Developing NKI kernels

trnblas ships five NKI kernels (gemm, batched_gemm, syrk, trsm, mp2_energy) in trnblas/nki/dispatch.py. This page is for contributors designing / debugging them.

Three dispatch modes

Mode Trigger When to use
PyTorch fallback HAS_NKI = False (non-Neuron host), or an _nki_*_impl exception gets caught Laptops, GPUs, CI's ubuntu-latest — the default for anyone who doesn't have Neuron installed
NKI hardware HAS_NKI = True + default env. Kernel runs through torch_xla → NEFF compile → Trainium dispatch Real perf numbers, final validation
NKI simulator TRNBLAS_USE_SIMULATOR=1 + HAS_NKI = True. Kernel runs through nki.simulate(kernel)(numpy_args) on CPU Fast correctness iteration during kernel design

The three modes share the same kernel source: @nki.jit-decorated functions inside if HAS_NKI: blocks.

Simulator workflow

NKI 0.3.0 Stable (Neuron SDK 2.29, April 2026) ships a CPU simulator that runs kernels without Trainium hardware. It collapses the iteration loop from ~8–12 min per attempt (instance start + SSM + NEFF compile) to seconds — critical for kernel design where each new semantic constraint costs one round-trip to discover.

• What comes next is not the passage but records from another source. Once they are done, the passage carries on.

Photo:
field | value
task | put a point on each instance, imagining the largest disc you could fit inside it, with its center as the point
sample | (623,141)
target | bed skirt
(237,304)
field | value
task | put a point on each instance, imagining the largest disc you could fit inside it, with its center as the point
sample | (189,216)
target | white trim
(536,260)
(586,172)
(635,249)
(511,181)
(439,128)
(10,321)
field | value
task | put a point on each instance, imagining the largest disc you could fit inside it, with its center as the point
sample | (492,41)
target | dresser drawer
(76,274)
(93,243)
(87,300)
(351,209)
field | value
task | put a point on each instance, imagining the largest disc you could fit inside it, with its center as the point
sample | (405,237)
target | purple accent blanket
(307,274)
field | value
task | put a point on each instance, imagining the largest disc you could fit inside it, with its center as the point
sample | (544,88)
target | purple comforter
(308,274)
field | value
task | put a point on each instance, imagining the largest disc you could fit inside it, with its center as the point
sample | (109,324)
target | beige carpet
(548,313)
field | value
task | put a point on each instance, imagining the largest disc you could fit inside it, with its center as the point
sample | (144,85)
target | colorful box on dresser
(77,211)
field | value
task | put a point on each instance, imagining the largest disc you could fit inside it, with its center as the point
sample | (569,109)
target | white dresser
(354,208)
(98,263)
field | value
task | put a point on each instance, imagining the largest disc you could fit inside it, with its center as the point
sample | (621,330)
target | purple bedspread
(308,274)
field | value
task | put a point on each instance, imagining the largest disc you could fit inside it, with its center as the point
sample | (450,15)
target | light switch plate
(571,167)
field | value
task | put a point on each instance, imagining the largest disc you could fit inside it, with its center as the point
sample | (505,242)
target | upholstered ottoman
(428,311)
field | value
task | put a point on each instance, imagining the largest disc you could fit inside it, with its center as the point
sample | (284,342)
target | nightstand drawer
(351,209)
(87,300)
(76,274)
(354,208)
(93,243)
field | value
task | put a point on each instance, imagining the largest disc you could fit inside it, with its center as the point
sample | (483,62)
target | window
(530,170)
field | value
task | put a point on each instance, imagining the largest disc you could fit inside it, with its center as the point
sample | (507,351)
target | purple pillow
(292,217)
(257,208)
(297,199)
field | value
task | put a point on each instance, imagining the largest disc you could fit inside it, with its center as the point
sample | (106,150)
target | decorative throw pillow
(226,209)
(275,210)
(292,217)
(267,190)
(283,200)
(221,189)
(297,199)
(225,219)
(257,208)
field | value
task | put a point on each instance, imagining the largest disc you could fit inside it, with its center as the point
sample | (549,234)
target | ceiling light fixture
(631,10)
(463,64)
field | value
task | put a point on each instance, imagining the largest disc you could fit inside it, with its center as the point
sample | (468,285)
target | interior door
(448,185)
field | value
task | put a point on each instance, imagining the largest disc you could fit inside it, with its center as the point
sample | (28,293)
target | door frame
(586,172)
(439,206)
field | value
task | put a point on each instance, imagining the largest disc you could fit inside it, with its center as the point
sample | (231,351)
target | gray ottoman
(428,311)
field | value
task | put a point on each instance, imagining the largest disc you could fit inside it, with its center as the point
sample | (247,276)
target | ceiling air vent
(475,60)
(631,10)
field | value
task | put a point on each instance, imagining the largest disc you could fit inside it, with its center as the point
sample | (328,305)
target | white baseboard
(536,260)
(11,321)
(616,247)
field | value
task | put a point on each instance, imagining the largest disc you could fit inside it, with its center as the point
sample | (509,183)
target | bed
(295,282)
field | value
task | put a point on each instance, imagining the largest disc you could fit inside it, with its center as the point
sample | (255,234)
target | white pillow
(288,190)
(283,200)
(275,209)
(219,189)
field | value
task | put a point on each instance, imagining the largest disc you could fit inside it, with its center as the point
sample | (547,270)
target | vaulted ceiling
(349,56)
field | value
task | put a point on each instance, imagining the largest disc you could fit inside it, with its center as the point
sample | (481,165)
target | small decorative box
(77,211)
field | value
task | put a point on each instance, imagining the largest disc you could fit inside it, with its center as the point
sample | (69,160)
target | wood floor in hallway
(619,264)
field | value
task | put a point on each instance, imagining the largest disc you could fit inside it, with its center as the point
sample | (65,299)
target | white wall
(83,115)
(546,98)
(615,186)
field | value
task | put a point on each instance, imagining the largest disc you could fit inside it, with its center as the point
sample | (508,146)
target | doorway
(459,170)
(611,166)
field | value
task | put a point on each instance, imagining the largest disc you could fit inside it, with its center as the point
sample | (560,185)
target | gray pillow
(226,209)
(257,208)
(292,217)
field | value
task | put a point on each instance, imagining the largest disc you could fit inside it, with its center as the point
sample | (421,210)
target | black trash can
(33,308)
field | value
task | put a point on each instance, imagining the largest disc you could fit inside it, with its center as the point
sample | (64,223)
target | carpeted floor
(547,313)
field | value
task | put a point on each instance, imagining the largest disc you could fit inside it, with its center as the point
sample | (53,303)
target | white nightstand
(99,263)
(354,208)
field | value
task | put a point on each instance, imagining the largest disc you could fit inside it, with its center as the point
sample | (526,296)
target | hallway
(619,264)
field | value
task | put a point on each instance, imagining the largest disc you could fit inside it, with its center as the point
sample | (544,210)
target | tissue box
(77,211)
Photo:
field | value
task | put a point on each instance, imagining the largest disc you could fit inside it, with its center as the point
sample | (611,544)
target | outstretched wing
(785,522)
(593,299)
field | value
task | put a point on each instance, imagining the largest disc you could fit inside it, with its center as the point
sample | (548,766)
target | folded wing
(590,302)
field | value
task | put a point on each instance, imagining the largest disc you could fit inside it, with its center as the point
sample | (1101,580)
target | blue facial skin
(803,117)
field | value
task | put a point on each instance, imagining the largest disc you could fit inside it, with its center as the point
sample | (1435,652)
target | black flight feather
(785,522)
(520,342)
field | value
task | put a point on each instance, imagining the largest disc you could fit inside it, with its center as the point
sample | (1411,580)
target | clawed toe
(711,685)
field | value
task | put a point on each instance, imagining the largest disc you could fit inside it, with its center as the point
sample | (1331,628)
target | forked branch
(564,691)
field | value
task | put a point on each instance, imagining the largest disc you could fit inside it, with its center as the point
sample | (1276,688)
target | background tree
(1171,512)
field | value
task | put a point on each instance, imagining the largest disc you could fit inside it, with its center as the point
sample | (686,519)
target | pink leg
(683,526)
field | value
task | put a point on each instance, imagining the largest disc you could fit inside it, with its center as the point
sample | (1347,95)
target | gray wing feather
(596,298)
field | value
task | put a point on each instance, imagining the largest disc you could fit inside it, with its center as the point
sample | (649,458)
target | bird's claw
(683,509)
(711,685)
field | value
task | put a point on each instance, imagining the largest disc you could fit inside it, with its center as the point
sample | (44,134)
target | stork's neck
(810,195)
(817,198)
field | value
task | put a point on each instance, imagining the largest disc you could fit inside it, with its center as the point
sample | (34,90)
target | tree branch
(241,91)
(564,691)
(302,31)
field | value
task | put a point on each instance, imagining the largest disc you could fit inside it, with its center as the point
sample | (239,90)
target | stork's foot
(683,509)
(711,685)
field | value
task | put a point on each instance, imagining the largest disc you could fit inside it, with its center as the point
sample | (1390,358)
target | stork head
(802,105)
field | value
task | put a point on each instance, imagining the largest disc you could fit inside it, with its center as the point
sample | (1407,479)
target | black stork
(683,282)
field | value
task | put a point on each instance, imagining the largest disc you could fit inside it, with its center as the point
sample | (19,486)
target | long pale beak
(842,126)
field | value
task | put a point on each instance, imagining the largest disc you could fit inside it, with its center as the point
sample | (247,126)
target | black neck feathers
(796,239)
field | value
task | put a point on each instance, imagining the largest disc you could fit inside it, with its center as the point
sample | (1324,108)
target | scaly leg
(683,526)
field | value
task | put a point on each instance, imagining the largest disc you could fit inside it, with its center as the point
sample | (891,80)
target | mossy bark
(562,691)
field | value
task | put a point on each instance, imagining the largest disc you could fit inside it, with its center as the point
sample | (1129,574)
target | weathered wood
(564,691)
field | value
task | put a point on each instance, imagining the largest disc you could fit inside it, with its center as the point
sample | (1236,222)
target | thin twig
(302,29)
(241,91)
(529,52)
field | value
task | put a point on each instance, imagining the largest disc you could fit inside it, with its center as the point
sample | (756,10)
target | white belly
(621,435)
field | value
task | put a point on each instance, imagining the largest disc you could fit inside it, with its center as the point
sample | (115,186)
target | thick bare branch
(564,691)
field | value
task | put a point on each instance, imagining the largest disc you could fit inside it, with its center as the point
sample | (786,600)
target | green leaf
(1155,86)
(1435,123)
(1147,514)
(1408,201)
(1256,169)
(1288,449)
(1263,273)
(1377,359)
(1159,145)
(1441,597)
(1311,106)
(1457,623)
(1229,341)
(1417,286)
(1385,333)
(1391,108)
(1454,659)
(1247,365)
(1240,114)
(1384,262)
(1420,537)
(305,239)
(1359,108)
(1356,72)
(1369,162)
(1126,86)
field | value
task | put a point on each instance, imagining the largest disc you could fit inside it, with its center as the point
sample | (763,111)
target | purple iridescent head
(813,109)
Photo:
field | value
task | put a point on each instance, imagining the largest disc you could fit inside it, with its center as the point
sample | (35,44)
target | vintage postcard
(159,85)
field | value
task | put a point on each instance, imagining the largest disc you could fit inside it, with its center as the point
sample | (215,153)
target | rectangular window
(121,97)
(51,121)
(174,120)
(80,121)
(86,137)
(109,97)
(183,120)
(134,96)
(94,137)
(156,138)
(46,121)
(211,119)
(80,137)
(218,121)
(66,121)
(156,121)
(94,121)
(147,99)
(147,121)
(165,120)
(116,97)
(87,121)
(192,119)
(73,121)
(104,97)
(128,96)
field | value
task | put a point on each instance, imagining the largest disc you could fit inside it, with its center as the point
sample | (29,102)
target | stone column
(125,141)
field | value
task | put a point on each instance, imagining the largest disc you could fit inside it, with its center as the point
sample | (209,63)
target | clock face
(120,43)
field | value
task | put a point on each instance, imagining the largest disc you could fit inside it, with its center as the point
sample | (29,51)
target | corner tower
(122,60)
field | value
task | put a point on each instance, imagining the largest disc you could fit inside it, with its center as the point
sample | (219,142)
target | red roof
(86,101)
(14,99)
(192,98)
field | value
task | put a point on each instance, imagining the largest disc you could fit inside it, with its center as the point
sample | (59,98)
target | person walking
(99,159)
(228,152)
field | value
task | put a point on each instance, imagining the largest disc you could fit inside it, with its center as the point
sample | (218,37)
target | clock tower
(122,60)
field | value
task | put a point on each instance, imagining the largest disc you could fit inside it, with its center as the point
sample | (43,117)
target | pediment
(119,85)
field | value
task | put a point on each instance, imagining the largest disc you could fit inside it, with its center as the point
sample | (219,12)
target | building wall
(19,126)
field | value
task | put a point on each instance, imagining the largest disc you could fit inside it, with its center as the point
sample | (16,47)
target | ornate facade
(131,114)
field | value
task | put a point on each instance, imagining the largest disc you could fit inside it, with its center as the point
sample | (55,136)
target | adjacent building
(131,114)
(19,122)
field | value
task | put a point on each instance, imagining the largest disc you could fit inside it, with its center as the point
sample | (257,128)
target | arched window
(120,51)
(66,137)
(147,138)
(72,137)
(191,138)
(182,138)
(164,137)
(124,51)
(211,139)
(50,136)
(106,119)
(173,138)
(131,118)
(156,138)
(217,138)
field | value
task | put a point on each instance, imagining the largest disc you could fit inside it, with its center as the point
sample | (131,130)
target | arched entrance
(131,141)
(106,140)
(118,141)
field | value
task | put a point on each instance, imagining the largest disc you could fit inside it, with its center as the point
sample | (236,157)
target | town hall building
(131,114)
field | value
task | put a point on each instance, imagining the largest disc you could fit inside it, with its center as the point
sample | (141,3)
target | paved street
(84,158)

Run simulator tests on GH Actions ubuntu-latest (the nki-simulator job — see below), on the existing trn1 CI instance via SSM:

AWS_PROFILE=aws ./scripts/run_simulator_tests.sh

Or inline on any Linux x86_64 box that has nki>=0.3.0 installed:

TRNBLAS_USE_SIMULATOR=1 pytest tests/ -m nki_simulator -v

CI coverage

Three gates, in increasing cost order:

Gate Runner Catches Misses
test matrix (py 3.10/3.11/3.12) ubuntu-latest Pure-Python correctness against the torch.matmul reference. Fast (~1 s). Anything NKI-kernel-specific.
nki-simulator ubuntu-latest Python trace-level kernel errors: wrong nc_matmul kwargs, dropped ops (nl.divide), shape mismatches, tile-size violations. Seconds per kernel. MLIR verifier errors — simulator explicitly skips compile. Perf.
neuron (SSM, manual) trn1.2xlarge Full NEFF compile + on-hardware execution. MLIR verification. Real perf numbers. Nothing (this is the ground truth).

Of the five NKI 0.3.0 migration breaking-changes trnblas navigated, four would surface on the nki-simulator gate. Only the partition-broadcast strictness in _mp2_energy_kernel (MLIR-level verification) still requires the hardware round-trip. The gate isn't a perfect substitute for hardware, but it catches the 80% that cost the most AWS round-trips during design.

Hardware (scripts/run_neuron_tests.sh, scripts/run_simulator_tests.sh) remains the final sign-off — in particular for any kernel that touches partition-dim broadcasting, PSUM→SBUF staging, or new nc_matmul patterns.

Simulator limitations

From nki.simulate API docs:

  • No compile. NKI compiler errors won't surface — kernels that simulate clean can still fail the NEFF compile on hardware.
  • Meta-programming mismatch. The simulator accepts arbitrary Python; the compiler enforces a restricted subset.
  • Memory model is loose. SBUF / PSUM capacity overflows aren't detected; kernels that simulate clean can still OOM the SBUF at runtime.
  • No parallelism / latency. Multi-engine pipelining (TE + VE + Scalar + GPSIMD running concurrently) isn't modelled. Simulator output gives no perf signal.
  • Not-implemented simulator APIs: nki.collectives, local_gather, nc_stream_shuffle with mask=255, nc_matmul_mx, quantize_mx. trnblas uses none of these as of NKI 0.3.0.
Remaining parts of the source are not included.